Our first coastal stream target was the optimistically named Salmon Creek. At first the creek was nothing but a blue squiggle on a map that had been rumored to be a fine place to catch costal rainbows. When one knowledgeable Monterey Peninsula local was asked if it was worth the 90+ mile journey, he replied with a noncommittal “I won’t fish it until you do.” But with little other options, and the assurance that, if nothing else, we would have a nice hike to a waterfall we set out one spring morning down the twists and turns of highway one.

David at the Trailhead
If salmon ever ran in Salmon Creek, then they didn’t have far to go.

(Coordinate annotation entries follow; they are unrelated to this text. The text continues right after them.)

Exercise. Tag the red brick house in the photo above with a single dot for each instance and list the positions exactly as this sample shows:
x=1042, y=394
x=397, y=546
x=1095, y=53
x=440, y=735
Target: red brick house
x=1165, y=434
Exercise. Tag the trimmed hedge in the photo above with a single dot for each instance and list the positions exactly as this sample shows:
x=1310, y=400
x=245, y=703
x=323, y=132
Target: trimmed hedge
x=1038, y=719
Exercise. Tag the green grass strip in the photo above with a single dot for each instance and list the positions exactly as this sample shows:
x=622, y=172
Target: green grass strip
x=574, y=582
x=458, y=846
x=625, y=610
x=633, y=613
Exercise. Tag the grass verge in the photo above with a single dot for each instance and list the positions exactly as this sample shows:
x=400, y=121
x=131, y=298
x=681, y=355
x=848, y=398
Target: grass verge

Less than a mile from the ocean, after hiking a few minutes through alders and laurel, Salmon Creek Falls make their more than 100 foot decent to the rocks below. Above the falls the creek is a series of plunge pools separated by short waterfalls less than a yard high. The hiking is steep, but fun, requiring lots of scrambling over boulders and at one point, a delicate shimmy along a 10 inch dirt shelf in the canyon wall 15 feet above a shallow pool.

A typical Salmon Creek Pool
To our surprise, these pools proved to be full of small spooky coastal rainbow trout. These fish, in the 4-8 inch range, would gladly rise to a small dry fly on the first or second cast, but if you failed to catch them on that rise, they would make you wait ten minutes before daring to rise again.

David lands one
As we hiked further into canyon, we eventually caught and released more than a dozen of these little trout, and found that they were all covered with black spots and smudges, which at first we took to be some sort of adaptation to the local conditions. Eventually though, we were informed that these fish suffered from “Black Spot Disease” which is apparently caused by a parasite. Fortunately, according to our informant, the spots neither harmed the fish, nor anyone who thought it was a good idea to kill and eat a fish smaller than their hand.

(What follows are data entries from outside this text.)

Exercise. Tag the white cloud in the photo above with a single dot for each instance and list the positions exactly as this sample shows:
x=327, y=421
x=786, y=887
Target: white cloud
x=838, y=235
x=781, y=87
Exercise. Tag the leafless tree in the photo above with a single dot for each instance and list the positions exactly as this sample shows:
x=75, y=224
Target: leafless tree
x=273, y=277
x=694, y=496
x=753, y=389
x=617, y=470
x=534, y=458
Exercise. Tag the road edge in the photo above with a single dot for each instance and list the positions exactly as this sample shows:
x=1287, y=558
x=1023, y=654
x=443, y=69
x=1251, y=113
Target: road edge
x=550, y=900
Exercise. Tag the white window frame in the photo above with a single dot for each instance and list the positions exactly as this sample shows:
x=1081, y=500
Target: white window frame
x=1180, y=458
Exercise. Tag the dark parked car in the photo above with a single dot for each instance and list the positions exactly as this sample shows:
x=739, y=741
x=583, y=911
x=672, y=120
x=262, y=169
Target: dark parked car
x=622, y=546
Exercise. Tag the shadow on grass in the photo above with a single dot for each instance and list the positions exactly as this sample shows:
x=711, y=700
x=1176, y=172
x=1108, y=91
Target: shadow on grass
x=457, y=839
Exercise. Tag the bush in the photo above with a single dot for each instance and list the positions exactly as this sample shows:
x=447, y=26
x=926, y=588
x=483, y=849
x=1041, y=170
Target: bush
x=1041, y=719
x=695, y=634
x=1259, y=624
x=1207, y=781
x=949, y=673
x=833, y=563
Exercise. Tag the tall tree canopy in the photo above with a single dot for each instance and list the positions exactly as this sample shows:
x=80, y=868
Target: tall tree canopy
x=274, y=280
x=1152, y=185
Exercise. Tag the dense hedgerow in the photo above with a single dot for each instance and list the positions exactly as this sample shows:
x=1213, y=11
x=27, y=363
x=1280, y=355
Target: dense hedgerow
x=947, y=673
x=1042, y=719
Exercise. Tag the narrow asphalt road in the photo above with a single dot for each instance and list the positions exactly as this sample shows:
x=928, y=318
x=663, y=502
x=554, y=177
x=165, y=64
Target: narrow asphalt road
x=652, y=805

Diseased or not, these spots gave these little fish an almost spectral beauty. Along the way we saw lots of evidence of previous wildfires (although I am told it was not touched in the 2008 fire that ravaged the north of the county), and the little spots seemed as if could have been smudges of ash from those fires. They weren’t camouflage, but they did seem to suit the environment
We hiked up to an almost perfectly round pool that was more than 20 yards in diameter, with a gravel bar extending to its center. It was easily the largest pool we had come to and appeared to be quite deep under the three-foot waterfall at its head. Unlike the pools we had had previously come to, this one had sheer cliffs on both side, and the waterfall offered no convenient rocks to help us over. We coaxed no fish from that pool, but it was one of the most beautiful places I had been in a while, and seemed a perfect place from which to turn back.